What Happens When the System Breaks Down

Because acetylcholine is involved in so many systems, disruptions cause distinct diseases depending on where the breakdown occurs.

In myasthenia gravis, the immune system produces antibodies that attack acetylcholine receptors at the neuromuscular junction. About 65% of people with generalized myasthenia gravis have these specific antibodies. The antibodies activate the immune system’s complement cascade, which damages the receptor-rich surface of the muscle fiber. With fewer functioning receptors, nerve signals fail to fully reach the muscle, causing weakness that worsens with activity and improves with rest. Drooping eyelids and difficulty swallowing are often the first signs.

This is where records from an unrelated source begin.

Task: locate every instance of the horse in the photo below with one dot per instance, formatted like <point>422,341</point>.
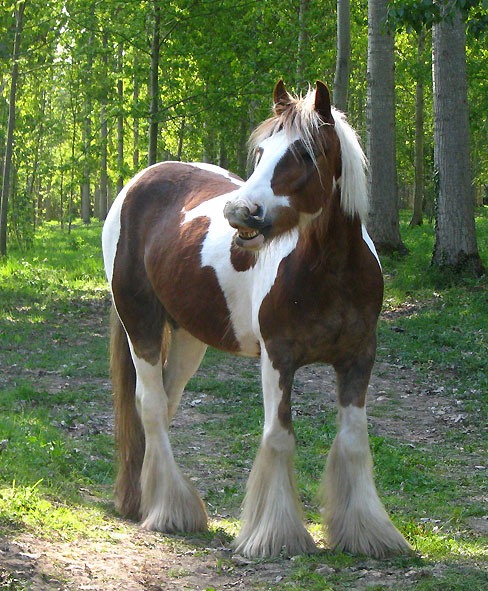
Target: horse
<point>278,267</point>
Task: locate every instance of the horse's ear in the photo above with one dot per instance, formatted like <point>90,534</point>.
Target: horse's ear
<point>322,102</point>
<point>281,98</point>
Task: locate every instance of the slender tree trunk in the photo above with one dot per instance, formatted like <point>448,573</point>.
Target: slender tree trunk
<point>455,244</point>
<point>85,185</point>
<point>86,138</point>
<point>61,194</point>
<point>341,79</point>
<point>154,86</point>
<point>120,120</point>
<point>19,14</point>
<point>39,138</point>
<point>302,40</point>
<point>72,163</point>
<point>102,212</point>
<point>135,100</point>
<point>222,151</point>
<point>181,137</point>
<point>383,222</point>
<point>242,155</point>
<point>419,136</point>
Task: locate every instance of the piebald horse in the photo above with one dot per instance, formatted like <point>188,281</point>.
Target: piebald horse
<point>279,267</point>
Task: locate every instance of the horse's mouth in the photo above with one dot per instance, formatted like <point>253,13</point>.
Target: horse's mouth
<point>251,239</point>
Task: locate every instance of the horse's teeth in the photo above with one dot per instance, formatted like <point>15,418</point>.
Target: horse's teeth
<point>248,234</point>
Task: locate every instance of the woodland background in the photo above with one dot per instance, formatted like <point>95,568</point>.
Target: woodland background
<point>102,88</point>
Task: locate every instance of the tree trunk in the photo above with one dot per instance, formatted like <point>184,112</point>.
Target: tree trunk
<point>181,137</point>
<point>154,87</point>
<point>39,140</point>
<point>85,185</point>
<point>302,40</point>
<point>102,212</point>
<point>86,139</point>
<point>135,100</point>
<point>455,244</point>
<point>419,136</point>
<point>383,222</point>
<point>120,120</point>
<point>19,14</point>
<point>341,79</point>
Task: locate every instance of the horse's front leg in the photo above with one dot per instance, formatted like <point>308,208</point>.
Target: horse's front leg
<point>271,513</point>
<point>355,518</point>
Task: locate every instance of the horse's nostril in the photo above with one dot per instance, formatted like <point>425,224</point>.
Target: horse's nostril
<point>258,212</point>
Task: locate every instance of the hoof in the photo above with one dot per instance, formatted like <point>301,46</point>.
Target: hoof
<point>182,511</point>
<point>364,538</point>
<point>268,544</point>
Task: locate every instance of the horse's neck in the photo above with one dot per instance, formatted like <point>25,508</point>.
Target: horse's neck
<point>333,237</point>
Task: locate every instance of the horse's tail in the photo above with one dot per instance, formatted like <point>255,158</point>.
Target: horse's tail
<point>129,433</point>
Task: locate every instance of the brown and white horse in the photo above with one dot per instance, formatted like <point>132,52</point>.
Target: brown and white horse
<point>278,267</point>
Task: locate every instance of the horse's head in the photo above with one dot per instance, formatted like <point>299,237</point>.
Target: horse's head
<point>299,165</point>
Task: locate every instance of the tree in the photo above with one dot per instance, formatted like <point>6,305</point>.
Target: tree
<point>154,87</point>
<point>303,8</point>
<point>455,235</point>
<point>383,220</point>
<point>7,167</point>
<point>341,78</point>
<point>419,136</point>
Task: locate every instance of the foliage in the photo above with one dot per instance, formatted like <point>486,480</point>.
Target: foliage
<point>56,468</point>
<point>218,64</point>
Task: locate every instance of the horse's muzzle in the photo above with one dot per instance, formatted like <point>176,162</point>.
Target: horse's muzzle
<point>251,227</point>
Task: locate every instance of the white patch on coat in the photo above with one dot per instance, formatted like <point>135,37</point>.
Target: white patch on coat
<point>371,246</point>
<point>244,291</point>
<point>257,191</point>
<point>216,170</point>
<point>111,227</point>
<point>355,517</point>
<point>169,502</point>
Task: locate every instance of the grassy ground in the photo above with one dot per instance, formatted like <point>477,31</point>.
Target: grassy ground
<point>56,469</point>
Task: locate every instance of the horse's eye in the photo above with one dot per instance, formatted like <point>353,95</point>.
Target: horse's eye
<point>259,153</point>
<point>305,154</point>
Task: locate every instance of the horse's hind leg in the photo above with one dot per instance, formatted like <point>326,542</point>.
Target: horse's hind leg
<point>271,513</point>
<point>184,358</point>
<point>169,502</point>
<point>354,515</point>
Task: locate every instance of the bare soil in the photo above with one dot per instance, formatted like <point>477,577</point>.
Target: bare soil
<point>402,405</point>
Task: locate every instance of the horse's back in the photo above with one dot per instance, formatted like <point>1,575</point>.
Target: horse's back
<point>167,238</point>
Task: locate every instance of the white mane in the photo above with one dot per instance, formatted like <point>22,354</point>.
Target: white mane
<point>354,193</point>
<point>302,120</point>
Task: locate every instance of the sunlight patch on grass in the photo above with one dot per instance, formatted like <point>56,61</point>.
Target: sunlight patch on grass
<point>24,507</point>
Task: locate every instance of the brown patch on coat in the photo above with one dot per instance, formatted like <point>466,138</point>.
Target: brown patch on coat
<point>324,304</point>
<point>157,270</point>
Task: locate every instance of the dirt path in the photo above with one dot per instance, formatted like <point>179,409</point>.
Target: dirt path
<point>140,560</point>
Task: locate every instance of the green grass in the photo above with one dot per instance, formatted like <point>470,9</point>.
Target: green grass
<point>435,323</point>
<point>56,464</point>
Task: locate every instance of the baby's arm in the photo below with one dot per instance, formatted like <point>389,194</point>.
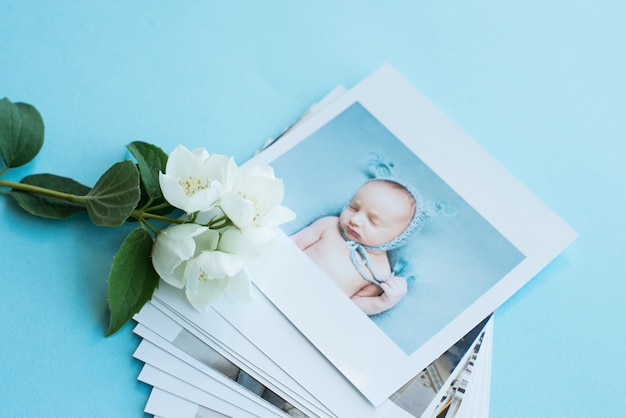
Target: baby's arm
<point>394,289</point>
<point>311,234</point>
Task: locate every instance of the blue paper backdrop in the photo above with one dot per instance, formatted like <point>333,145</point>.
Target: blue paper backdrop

Nerve agents and certain pesticides work from the opposite direction. They block the enzyme that breaks down acetylcholine, causing it to accumulate in the synaptic gap. The result is uncontrolled, continuous stimulation: muscles seize, glands flood with secretions, and the airways constrict. The antidote for this type of poisoning is atropine, which blocks muscarinic receptors and counteracts the acetylcholine overload in organs.

These two extremes, too little signaling and too much, illustrate how tightly regulated acetylcholine must be for the body to function normally. The molecule itself is simple, built from just two common biological ingredients, but the systems it controls are anything but.